Primary LanguageJavaApache License 2.0Apache-2.0

tail binlogs

tb tails database binlogs. You point it at a database, and it streams every write that is made to the database into an Avro Object Container File per table.

You can tail these files using the materialized file/ocf source type. This lets you fire push-based events when something of interest happens from your database in a lightweight de-coupled fashion, which would traditionally require database triggers or something more involved.

Usage

The easiest way to get started (although note that your database must be configured to satisfy the requirements) is to use the docker image with a mounted directory that materialized has access to:

docker run --rm -v /tmp/tbshare:/tbshare \
    materialize/tb \
        -t postgres
            -p 5432
            -d <database name>
            -H "$POSTGRES_HOST"
            -u "$POSTGRES_USER"
            -P "$POSTGRES_PASSWORD"
            --dir /tbshare/data
            --save-file /tbshare/status

If you only want to monitor specific tables you can pass a whitelist flag like this:

    --whitelist schemaName1.tableName1,schemaName2.tableName2

And then, after starting materialized, running the appropriate create source command:

CREATE SOURCE my_table
FROM AVRO OCF '/tbshare/data/tb.public.my_table'
WITH (tail = true) ENVELOPE DEBEZIUM;

After which the standard materialized experience will be available to you:

SHOW COLUMNS FROM my_table;

Implementation

tb is built by embedding debezium. Debezium is a distributed fault-tolerant framework for tailing binlogs into Kafka, using the Kafka connect framework. tb is intended to be a lightweight tool, suitable for running on your laptop or against a single unreplicated database. The intent is to enable a prototyping experience that doesn't require 6 containers tethered together in an intricate docker-compose setup, while still being very easily translatable to existing Kafka infrastructure.

The exact semantics of change data capture vary based on exactly which database you connect to, and what version of database you're running. tb relies upon streaming replication, which is a relatively new feature in various databases, so for best results use a recent version of your favorite database. Streaming replication requires some configuration, but care has been taken to keep this configuration similar to best practices for database replication. If your database is up-to-date and running in a replicated setup, it should be seamless to connect tb to it, with minimal modification.

Currently, tb supports Postgres (10+ recommended) and MySQL.

Database Requirements

Postgres requirements.

You should be running Postgres 10+. Support for Postgres <=9 is possible, but requires installing a plug-in such as decoderbufs or wal2json in the database. Postgres 10 onwards includes built-in streaming replication capabilities via pgoutput, which is what tb uses out-of-the-box.

You will have to set the Write-Ahead-Logging (WAL) level to logical. This requires a database restart. Here are example instructions for OS X, assuming you run postgres via brew services:

psql> ALTER SYSTEM set wal_level to logical;
bash> brew services restart postgres

Tables should be created with their replica identity set to FULL.
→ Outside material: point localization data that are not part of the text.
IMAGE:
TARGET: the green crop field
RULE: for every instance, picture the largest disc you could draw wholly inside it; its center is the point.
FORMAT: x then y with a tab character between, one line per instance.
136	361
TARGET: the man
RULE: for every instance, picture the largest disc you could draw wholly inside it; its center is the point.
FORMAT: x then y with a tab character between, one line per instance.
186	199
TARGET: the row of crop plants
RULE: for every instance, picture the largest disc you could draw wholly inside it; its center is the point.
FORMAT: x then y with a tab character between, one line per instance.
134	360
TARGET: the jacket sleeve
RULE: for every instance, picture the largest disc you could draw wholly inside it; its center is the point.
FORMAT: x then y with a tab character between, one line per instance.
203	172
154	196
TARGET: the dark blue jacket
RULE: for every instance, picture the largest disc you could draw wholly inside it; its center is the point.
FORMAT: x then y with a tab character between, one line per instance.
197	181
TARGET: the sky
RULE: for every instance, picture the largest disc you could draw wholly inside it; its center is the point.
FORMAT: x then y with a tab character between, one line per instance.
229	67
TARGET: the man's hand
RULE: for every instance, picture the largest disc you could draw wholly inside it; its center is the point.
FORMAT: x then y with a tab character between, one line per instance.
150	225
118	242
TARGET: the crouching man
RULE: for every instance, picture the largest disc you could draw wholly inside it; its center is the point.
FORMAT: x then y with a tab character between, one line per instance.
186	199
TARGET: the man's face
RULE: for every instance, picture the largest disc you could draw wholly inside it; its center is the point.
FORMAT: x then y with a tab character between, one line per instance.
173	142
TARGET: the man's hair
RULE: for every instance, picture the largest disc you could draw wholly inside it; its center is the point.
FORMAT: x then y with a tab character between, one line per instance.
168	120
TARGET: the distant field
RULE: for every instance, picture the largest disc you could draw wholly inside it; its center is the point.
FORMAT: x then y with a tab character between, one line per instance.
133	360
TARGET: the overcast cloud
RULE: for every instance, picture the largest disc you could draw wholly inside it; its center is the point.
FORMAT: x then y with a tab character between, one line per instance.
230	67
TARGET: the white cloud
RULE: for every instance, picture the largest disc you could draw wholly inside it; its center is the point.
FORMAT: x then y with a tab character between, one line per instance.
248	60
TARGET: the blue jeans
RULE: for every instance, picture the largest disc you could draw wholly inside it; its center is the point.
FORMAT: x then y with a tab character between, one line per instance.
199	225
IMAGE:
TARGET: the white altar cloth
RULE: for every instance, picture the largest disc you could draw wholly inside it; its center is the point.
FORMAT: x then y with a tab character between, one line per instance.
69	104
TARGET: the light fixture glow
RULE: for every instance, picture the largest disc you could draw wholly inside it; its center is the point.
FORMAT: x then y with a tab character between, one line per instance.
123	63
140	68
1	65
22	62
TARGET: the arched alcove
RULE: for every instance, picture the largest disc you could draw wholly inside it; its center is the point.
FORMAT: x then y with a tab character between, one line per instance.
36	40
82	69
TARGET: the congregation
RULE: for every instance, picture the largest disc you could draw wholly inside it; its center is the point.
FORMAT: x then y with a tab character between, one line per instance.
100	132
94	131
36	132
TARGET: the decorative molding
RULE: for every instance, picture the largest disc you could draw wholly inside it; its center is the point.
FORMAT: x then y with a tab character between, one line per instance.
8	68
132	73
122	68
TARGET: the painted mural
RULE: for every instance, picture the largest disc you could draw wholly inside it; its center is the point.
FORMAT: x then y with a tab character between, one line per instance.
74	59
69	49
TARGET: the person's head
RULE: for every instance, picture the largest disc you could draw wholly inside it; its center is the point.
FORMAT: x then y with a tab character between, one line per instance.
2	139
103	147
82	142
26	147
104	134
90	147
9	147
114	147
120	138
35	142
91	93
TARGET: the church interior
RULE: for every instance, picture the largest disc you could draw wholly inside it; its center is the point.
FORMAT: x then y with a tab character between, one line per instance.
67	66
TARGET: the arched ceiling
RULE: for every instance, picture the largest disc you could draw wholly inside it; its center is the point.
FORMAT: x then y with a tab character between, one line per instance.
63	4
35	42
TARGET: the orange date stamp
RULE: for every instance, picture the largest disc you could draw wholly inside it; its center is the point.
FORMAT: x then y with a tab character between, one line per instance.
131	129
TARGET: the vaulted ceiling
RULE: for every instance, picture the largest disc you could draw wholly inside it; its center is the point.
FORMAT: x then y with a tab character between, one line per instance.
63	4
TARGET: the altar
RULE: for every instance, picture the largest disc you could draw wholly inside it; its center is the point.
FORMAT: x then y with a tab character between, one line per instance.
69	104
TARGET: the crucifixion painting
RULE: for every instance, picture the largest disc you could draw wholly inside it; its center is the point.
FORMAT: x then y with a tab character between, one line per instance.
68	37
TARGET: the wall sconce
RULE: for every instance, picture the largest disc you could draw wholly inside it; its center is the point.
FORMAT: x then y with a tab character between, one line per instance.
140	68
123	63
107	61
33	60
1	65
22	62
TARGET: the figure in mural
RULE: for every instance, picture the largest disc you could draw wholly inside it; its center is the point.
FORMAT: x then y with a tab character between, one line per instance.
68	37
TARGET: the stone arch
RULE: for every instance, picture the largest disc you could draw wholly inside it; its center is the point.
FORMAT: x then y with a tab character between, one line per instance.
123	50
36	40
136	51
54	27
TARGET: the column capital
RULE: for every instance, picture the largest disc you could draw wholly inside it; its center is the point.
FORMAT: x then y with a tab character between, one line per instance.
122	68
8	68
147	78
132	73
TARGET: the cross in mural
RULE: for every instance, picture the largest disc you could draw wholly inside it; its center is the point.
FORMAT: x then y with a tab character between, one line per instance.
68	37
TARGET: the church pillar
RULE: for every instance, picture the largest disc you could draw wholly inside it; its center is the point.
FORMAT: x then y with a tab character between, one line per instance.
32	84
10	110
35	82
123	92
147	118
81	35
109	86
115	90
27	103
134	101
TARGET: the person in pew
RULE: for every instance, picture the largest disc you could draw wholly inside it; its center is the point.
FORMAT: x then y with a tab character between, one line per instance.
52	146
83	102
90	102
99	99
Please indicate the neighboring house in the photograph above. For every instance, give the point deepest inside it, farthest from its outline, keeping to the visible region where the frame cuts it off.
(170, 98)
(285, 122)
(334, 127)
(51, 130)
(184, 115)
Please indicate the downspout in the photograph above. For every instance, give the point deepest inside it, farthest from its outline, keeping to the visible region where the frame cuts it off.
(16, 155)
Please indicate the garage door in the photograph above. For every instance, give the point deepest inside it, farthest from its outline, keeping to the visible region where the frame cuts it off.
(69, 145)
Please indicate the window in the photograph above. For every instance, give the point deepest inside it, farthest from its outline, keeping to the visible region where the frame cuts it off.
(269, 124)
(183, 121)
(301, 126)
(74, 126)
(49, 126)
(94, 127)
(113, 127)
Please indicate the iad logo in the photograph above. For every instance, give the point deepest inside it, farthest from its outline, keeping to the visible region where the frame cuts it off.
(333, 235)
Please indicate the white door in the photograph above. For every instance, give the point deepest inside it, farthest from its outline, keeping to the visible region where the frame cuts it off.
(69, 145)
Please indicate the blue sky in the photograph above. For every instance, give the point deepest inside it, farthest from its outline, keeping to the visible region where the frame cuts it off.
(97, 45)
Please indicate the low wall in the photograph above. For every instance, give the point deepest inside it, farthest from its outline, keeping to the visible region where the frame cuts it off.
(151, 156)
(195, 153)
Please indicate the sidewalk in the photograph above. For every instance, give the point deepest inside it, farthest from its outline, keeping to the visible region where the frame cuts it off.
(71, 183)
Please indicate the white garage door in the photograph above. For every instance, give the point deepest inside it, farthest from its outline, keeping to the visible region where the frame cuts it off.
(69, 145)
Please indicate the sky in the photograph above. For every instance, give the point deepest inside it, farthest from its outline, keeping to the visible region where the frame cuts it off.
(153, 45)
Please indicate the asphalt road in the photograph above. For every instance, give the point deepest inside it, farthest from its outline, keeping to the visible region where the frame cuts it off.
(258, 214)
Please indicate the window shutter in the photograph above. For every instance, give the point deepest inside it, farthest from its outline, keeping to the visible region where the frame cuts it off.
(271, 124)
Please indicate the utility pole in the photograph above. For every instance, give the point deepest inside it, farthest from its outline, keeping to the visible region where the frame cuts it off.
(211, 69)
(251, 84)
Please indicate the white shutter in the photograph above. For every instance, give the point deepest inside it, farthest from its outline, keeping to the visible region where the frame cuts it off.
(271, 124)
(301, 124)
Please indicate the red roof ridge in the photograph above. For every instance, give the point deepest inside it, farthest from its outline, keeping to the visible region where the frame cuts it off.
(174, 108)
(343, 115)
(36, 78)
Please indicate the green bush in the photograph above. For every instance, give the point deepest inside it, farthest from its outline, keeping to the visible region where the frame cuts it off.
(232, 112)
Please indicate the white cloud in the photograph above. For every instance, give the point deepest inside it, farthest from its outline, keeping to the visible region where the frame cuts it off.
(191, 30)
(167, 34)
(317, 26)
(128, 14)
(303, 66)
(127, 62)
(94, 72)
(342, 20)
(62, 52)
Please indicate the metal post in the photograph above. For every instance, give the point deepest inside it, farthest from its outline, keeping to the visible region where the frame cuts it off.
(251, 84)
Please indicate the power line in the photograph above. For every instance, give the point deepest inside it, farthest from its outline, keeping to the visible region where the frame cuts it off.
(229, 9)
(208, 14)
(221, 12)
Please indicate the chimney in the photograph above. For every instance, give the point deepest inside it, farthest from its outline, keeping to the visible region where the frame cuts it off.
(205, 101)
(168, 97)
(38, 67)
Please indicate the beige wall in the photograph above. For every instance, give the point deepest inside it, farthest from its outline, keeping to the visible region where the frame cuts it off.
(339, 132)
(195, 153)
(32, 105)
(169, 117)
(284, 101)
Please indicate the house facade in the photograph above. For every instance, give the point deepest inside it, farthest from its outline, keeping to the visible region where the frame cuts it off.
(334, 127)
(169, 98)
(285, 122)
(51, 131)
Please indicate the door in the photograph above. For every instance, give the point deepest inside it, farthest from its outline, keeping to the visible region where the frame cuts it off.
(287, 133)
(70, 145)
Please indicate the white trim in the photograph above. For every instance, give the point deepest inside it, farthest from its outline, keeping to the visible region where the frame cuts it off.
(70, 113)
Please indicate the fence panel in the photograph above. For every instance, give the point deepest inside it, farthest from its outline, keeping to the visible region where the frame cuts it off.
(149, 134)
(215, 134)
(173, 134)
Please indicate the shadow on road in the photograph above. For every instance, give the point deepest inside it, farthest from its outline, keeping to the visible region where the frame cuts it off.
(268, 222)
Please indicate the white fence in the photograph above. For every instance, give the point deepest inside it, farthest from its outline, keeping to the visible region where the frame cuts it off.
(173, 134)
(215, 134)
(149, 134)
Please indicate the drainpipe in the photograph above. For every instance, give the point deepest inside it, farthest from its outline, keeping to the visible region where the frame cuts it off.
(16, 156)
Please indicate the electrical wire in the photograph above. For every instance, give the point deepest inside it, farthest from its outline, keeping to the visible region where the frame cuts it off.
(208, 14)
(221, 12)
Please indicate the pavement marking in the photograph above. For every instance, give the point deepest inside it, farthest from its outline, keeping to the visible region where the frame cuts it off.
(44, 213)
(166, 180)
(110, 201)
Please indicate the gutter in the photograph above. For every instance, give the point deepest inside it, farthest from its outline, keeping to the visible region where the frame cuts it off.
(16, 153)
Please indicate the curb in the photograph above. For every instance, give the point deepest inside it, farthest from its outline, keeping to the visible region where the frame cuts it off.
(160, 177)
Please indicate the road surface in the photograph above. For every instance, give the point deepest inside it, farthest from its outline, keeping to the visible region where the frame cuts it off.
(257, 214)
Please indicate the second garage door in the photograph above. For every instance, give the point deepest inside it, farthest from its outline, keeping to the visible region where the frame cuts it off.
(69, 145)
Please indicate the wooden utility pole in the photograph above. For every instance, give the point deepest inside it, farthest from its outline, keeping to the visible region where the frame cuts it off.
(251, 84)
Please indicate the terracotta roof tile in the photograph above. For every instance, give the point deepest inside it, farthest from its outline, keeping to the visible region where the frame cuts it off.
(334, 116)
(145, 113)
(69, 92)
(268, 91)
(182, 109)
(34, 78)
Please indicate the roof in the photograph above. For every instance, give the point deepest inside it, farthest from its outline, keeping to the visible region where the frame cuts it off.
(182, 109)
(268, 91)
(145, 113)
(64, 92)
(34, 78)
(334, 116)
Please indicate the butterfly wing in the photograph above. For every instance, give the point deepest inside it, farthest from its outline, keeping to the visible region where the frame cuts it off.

psql> CREATE TABLE table (a int, b int);
psql> ALTER TABLE table REPLICA IDENTITY FULL;

The alter-replica-identity.sh script in the root of this repo will alter every table in a DB you specify to have FULL replica identity.

MySQL requirements.

You should be running MySQL with row-level binary logging. This means your my.cnf file (OS homebrew default is at /usr/local/etc/my.cnf) should have rows that looks like this:

log_bin           = mysql-bin
binlog_format     = row

Build and Run.

To build and run tb, do the following:

  1. mvn clean && mvn install
  2. Run the newly created .jar with java -jar [path to jar] [args]